Gladys mantiene vivo el recuerdo de la última noche de Jeannie. No puedo olvidarla fácilmente.
Pasó los últimos días de Jeannie sentada a su lado, sosteniéndola y escuchando su respiración. Jeannie alternaba entre el delirio y la claridad. Durante los momentos de lucidez, hablaba.
—He vivido una vida extraña —dijo una noche—. Vine a China a cambiar el mundo. Creía que sería fácil. Que los pueblos se arrodillarían, que los corazones se abrirían... que Dios haría lo imposible. —Lo hizo —dijo Gladys—. De alguna manera lo hizo.

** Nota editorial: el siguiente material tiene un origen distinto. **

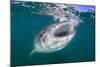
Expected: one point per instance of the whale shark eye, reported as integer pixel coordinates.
(61, 34)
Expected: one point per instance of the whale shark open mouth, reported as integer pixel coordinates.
(57, 35)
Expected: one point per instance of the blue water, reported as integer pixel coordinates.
(26, 26)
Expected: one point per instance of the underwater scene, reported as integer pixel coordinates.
(51, 33)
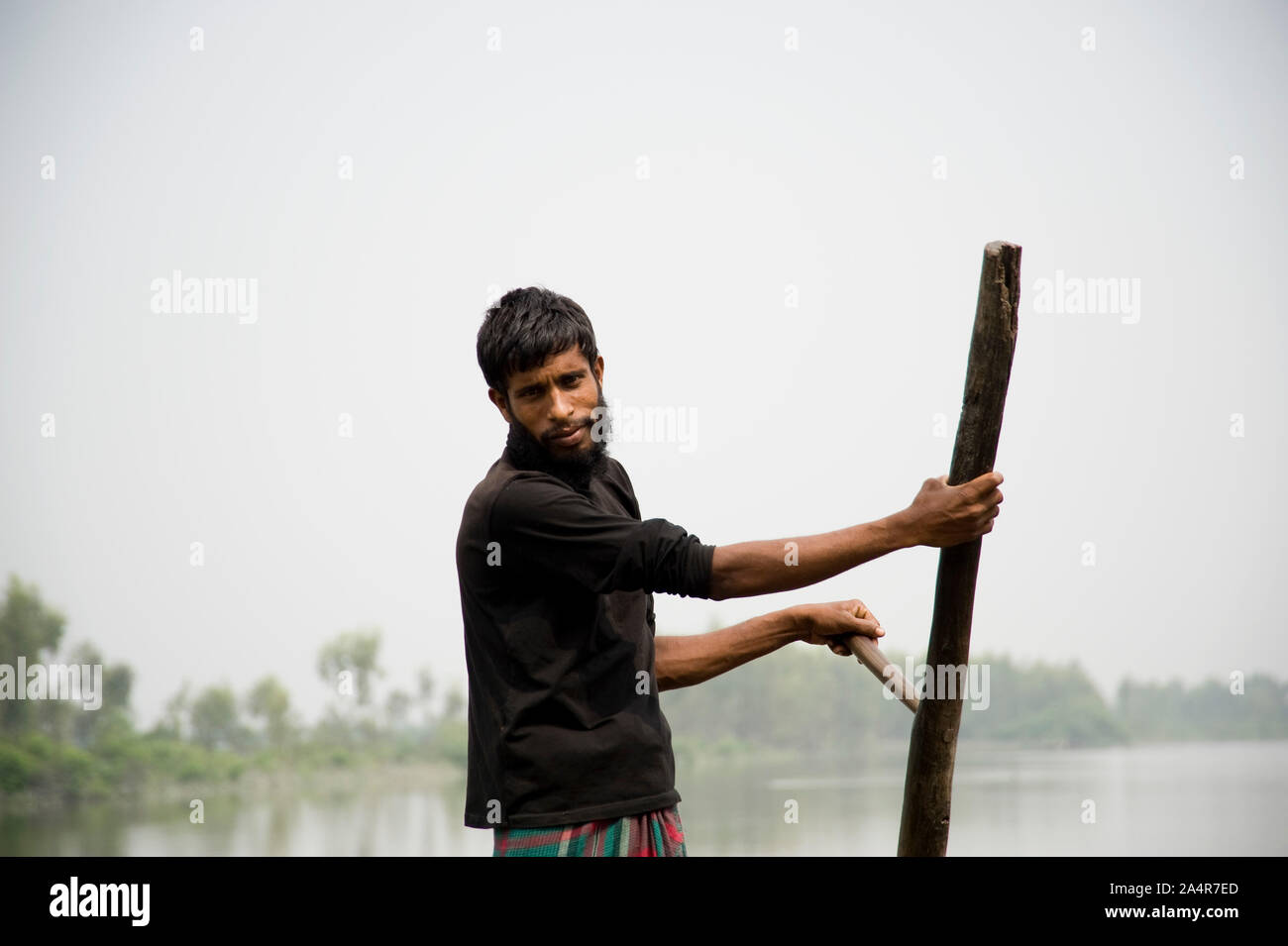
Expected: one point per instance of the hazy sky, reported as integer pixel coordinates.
(774, 215)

Jeannie sonrió débilmente.
—Sí —respondió—. Que vinieras a mí fue un milagro. Pero no fue lo que esperé. Esperaba a una mujer como yo: fuerte, educada, capaz de predicar sermones que harían llorar a los hombres. En su lugar, Dios me envió a una chica pequeña de Londres que cuenta historias con un palo. —Quizá eso era exactamente lo que necesitabas —sugirió Gladys. —Quizá. Quizás Dios sabía que mi fortaleza era en realidad una debilidad. Que mi educación me hacía arrogante. Que lo que se necesitaba era algo más simple. Algo más puro.
Se quedó dormida. Cuando volvió a despertar, era de madrugada.
— ¿Estás ahí? —preguntó Jeannie. —Sí —respondió Gladys. No se había movido en toda la noche. —Lo hicimos bien, ¿verdad? ¿Hicimos el trabajo que Dios nos encomendó?
Gladys no supo qué responde. Sabía que era imposible medir el éxito de una vida de servicio o conocer el fruto final de las semillas plantadas. Así que dijo:
—Lo hicimos lo mejor que pudimos. Con lo que teníamos y en el lugar donde estábamos. Eso es todo lo que cualquiera puede hacer.
Jeannie sonrió.
—Lo hicimos, chica —susurró—. Lo hicimos bien.
Cerró los ojos y no los volvió a abrir.